The life of an EMS professional is comprised of chaotic, unpredictable days. Besides the vehicle and equipment checks, an EMS professional’s shift dispels the notion of having a routine day. In the field of emergency medical care, there is a proclivity for variables.
There are still remnants within public perception that an EMS professional is an ambulance driver. The profession of EMS really took shape in the 1970s. Rather than just transporting patients, treatment was also put in focus for when the ambulance arrives to the scene of an emergency. Often, an EMS professional is capable of stabilizing or relieving pain for a patient before proceeding to the hospital for further care. Ken even says the transportation aspect of the job is secondary.
EMS professionals may respond to between six and twelve call a shift. These calls each day bring a mix and emergency and non-emergency responses. Some, but not all will require use of lights and sirens. For each call, an EMS professional must be prepared to enter an unbridled environment. To take control of the disarray, Ken says an EMS professional must have a placid and systemic approach when entering a scene – no matter how simple or serious the call is.
This makes scene and situational awareness critical, and it’s something Mobile Medical Response teaches to its staff. Ken says the class focuses on teaching them to look at all aspects of a call. This includes dissecting the dispatch information going in, careful attention to crew and person safety should violence erupt on a scene. It showcases what the EMS professional can control in such a frantic scene.
On the scene, an EMS professional may face a bevy of challenges. Some challenges derive from that perception that they are there solely to take the patient to the hospital. Much of that anxiousness is also derived from how waiting for an ambulance feels like days rather than minutes. Ken says there are instances an EMS professional has to explain what exactly they are doing as they stabilize and relieve pain for the patient. Upon explanation, jitters dissipate and the patient and/or family members are good with letting the EMS professional proceed.
When the ambulance arrives at a hospital, care is turned over to a emergency department staff. An EMS professional doesn’t leave the patient until that happens. When it does, the ambulance is then cleaned, restocked, and reports are filled out. Then, the cycle repeats until the shift is over.

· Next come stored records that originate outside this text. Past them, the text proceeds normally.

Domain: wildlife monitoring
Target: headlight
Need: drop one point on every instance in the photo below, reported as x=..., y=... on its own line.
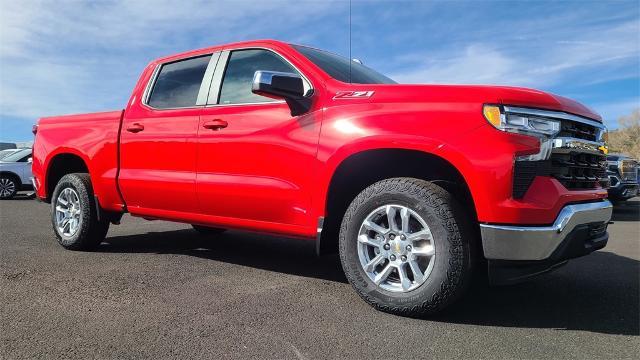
x=520, y=123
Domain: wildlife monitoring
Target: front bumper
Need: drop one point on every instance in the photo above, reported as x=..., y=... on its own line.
x=519, y=252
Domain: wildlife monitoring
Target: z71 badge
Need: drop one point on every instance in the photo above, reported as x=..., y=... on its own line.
x=353, y=94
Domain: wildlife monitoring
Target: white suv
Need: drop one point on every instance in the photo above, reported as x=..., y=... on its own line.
x=15, y=173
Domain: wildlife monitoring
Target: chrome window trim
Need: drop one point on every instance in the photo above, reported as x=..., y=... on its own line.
x=205, y=85
x=152, y=80
x=218, y=74
x=213, y=102
x=553, y=115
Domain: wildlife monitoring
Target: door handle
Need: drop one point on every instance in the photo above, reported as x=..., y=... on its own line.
x=215, y=124
x=135, y=127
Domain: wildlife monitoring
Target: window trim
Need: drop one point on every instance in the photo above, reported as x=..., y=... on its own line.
x=207, y=77
x=221, y=69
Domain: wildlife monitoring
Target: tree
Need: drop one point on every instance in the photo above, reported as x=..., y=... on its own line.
x=626, y=139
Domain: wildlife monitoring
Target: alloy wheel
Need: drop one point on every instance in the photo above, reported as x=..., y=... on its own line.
x=396, y=248
x=7, y=187
x=68, y=212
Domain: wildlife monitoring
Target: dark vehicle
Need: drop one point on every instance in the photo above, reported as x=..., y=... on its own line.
x=4, y=146
x=623, y=177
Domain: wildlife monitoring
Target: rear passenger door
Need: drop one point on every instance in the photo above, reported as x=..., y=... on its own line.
x=158, y=139
x=255, y=160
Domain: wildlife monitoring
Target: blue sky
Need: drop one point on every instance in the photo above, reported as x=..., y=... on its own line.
x=70, y=56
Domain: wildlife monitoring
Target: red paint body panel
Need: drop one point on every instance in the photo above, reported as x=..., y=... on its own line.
x=269, y=171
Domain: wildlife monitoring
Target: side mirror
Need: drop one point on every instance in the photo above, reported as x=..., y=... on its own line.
x=280, y=85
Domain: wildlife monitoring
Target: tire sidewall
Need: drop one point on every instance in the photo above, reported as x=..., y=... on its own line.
x=74, y=182
x=447, y=246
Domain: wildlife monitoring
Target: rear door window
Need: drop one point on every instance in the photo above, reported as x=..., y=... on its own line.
x=178, y=83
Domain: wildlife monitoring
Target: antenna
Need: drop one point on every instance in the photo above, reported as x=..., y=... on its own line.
x=350, y=42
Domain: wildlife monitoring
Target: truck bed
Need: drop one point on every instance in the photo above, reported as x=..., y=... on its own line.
x=93, y=137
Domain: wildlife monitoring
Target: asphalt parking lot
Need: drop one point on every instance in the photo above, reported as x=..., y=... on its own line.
x=158, y=290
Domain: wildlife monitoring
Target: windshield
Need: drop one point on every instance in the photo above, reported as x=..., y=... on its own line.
x=343, y=69
x=17, y=156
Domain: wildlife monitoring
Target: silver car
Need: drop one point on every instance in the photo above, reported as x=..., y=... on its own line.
x=15, y=173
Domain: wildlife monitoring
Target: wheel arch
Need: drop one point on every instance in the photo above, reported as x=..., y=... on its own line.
x=61, y=164
x=352, y=175
x=13, y=175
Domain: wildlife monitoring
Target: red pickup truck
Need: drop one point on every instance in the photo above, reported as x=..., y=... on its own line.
x=416, y=186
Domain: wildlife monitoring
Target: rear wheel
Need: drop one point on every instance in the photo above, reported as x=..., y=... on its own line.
x=74, y=215
x=405, y=248
x=206, y=230
x=8, y=187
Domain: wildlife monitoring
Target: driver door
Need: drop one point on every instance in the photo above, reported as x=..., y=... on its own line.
x=255, y=161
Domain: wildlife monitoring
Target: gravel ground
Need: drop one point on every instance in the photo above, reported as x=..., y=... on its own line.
x=158, y=290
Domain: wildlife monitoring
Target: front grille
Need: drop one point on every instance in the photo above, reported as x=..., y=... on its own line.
x=573, y=156
x=579, y=171
x=575, y=170
x=629, y=171
x=577, y=130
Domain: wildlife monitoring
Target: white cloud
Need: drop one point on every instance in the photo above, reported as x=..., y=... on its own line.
x=76, y=56
x=531, y=62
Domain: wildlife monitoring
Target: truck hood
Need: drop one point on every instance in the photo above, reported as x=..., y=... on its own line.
x=506, y=95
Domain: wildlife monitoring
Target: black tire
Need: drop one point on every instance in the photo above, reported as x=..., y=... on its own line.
x=10, y=185
x=207, y=231
x=450, y=228
x=90, y=232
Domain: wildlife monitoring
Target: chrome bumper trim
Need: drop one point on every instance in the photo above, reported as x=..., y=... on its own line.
x=539, y=242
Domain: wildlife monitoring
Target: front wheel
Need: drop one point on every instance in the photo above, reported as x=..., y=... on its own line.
x=405, y=248
x=8, y=187
x=74, y=215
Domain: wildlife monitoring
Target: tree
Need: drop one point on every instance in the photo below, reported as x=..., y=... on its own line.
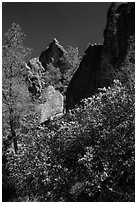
x=88, y=155
x=15, y=95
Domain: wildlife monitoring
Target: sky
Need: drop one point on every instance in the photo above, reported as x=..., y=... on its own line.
x=74, y=24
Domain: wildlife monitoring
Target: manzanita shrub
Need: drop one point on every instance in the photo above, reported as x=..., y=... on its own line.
x=87, y=155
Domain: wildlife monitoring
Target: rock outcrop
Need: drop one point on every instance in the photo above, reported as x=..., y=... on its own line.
x=34, y=71
x=53, y=107
x=86, y=79
x=119, y=37
x=98, y=61
x=52, y=54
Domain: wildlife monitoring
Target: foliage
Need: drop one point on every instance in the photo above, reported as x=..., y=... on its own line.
x=88, y=155
x=15, y=96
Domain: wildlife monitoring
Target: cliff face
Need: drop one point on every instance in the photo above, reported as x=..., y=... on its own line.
x=36, y=67
x=52, y=54
x=86, y=79
x=98, y=61
x=118, y=34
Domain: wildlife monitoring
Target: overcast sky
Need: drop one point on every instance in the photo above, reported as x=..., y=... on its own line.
x=75, y=24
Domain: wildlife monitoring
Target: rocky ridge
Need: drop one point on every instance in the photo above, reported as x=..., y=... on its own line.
x=99, y=62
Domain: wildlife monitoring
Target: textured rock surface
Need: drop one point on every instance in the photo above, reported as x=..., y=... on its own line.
x=86, y=78
x=53, y=106
x=97, y=62
x=34, y=71
x=52, y=54
x=118, y=35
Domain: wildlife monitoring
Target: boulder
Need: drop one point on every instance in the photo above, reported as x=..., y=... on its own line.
x=52, y=54
x=53, y=107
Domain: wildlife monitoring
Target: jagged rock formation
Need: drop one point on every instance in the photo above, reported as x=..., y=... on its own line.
x=53, y=107
x=52, y=54
x=37, y=66
x=118, y=38
x=86, y=79
x=98, y=61
x=34, y=71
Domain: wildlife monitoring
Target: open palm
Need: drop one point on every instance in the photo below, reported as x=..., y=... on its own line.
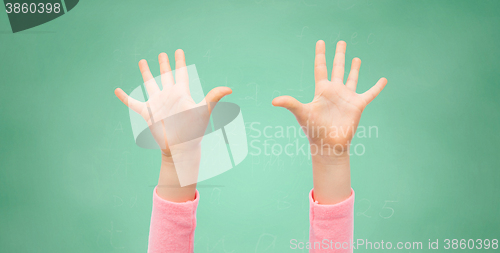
x=173, y=99
x=331, y=119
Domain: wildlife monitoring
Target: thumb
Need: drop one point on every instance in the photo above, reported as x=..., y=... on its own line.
x=215, y=95
x=290, y=103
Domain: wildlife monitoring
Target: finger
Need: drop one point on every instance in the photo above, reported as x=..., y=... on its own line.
x=167, y=79
x=128, y=101
x=290, y=103
x=320, y=72
x=352, y=79
x=339, y=62
x=373, y=92
x=215, y=95
x=181, y=74
x=149, y=81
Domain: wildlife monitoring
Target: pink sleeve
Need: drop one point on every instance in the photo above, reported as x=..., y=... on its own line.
x=172, y=225
x=331, y=226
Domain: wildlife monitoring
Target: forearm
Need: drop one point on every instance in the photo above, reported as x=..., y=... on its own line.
x=169, y=186
x=331, y=178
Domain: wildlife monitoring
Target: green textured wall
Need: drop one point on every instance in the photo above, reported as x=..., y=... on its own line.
x=73, y=180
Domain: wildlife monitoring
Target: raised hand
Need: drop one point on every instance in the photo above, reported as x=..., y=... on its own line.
x=172, y=99
x=330, y=122
x=331, y=119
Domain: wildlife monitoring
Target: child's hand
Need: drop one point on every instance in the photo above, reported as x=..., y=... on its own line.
x=331, y=119
x=173, y=98
x=330, y=122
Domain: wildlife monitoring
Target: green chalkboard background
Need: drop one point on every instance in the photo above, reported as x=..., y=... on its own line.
x=73, y=180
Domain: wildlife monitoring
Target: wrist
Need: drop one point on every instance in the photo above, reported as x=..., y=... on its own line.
x=330, y=157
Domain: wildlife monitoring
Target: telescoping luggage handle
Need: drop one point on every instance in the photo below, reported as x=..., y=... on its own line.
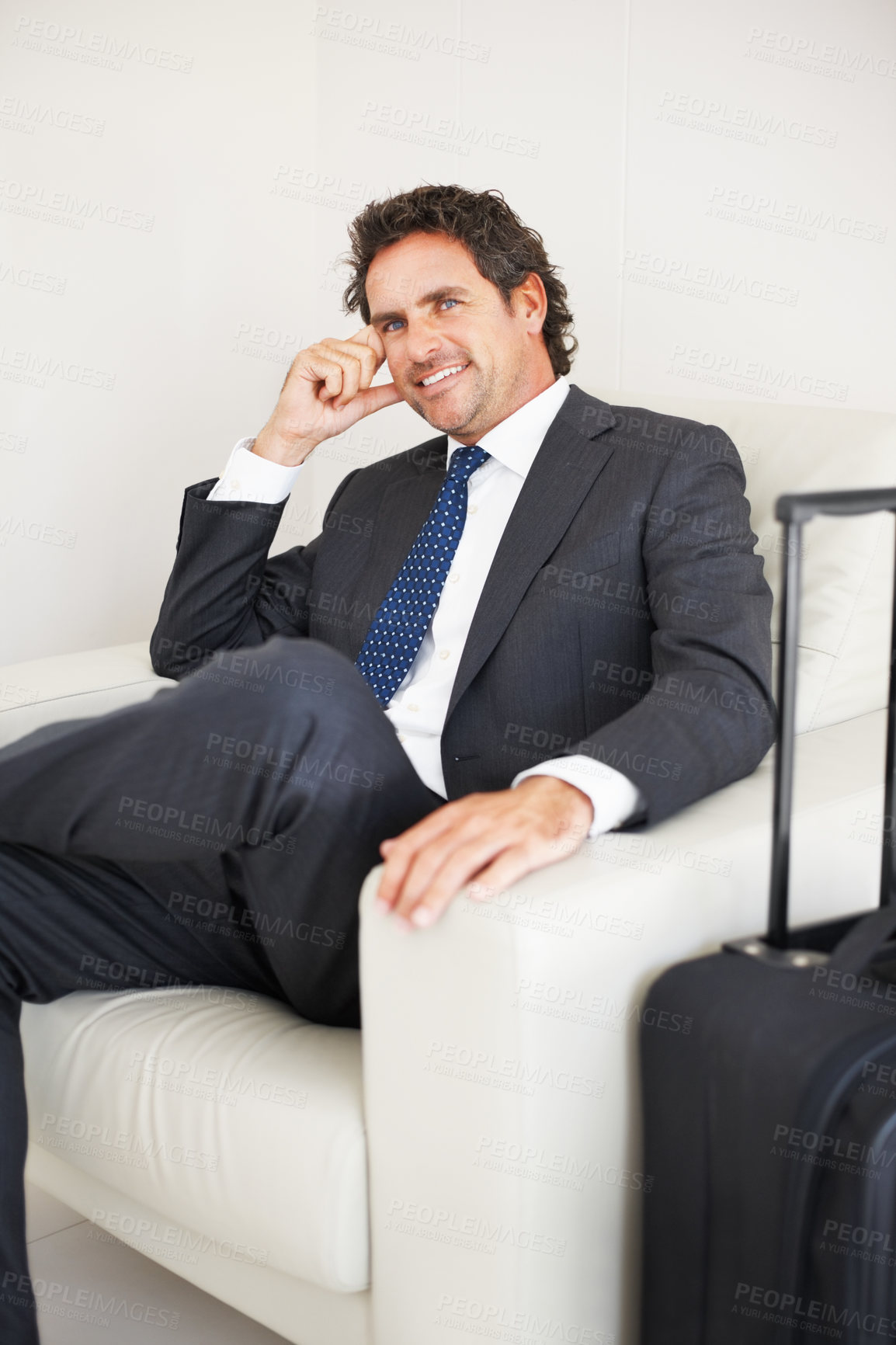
x=793, y=512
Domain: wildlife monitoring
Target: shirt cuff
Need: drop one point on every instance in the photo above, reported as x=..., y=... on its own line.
x=613, y=797
x=252, y=478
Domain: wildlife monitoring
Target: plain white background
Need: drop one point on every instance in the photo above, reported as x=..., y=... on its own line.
x=175, y=182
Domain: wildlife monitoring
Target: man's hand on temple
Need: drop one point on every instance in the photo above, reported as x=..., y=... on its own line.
x=484, y=839
x=325, y=393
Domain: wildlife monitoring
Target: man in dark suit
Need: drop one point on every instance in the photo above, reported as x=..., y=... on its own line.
x=543, y=623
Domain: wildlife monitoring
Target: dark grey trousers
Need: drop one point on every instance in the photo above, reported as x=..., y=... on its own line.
x=135, y=846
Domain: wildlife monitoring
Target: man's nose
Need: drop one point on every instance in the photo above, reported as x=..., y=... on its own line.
x=422, y=342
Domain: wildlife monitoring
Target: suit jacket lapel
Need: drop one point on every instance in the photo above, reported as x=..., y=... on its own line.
x=563, y=472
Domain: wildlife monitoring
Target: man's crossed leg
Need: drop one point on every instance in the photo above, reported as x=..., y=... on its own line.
x=259, y=801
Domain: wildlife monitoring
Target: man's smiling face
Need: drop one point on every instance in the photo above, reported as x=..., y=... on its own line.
x=457, y=354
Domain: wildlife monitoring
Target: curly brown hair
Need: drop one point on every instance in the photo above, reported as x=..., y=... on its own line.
x=503, y=249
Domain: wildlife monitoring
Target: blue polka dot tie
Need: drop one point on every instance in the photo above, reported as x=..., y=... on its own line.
x=404, y=615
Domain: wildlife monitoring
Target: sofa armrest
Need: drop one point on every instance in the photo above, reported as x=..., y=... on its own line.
x=73, y=686
x=499, y=1048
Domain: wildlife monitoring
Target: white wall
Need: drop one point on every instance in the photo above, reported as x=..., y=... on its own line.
x=175, y=183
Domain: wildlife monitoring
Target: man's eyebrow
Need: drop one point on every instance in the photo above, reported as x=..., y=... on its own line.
x=432, y=297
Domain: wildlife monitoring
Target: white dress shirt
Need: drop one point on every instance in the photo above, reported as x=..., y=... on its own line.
x=420, y=705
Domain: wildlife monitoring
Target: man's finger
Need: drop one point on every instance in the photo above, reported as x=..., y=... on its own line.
x=404, y=848
x=436, y=878
x=370, y=336
x=374, y=398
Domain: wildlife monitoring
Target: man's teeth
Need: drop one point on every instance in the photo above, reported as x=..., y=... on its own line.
x=443, y=373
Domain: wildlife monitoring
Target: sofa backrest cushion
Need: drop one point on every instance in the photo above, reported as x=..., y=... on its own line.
x=848, y=564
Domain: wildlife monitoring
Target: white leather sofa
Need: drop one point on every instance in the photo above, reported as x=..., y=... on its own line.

Rob Warnemuende, paramedic supervisor for Mobile Medical Response, says the change in work atmosphere to home can be a challenge. The “bad” days can pile up quick, and switching gears back into home life doesn’t always go so fluidly. There can be instances like Ken’s take-out-the-garbage moment, or returning home seeking hugs from anybody and everybody after witnessing a grieving parent earlier in the day.
The types of calls an EMS professional receive fluctuate day by day. Both Ken and Rob acknowledge many calls, both good and bad, linger in their minds. It’s why Rob playfully describes EMS professionals as a giant dysfunctional family. They laugh together, they cry together, and talk together. They make sure they are there for one another, and help each other out. It makes the good days outnumber the bad days.
An EMS professional wakes up without knowing if what’s ahead will be a good or bad day. Yet, Rob says he wakes to excitement, as he knows it’s his job to take care of people. They aren’t superheroes, but aren’t ambulance drivers, either. They’re an EMS professional. When you hear the sirens, it’s not a proclamation of a hero; it’s a person on the way to perform the duties of their job.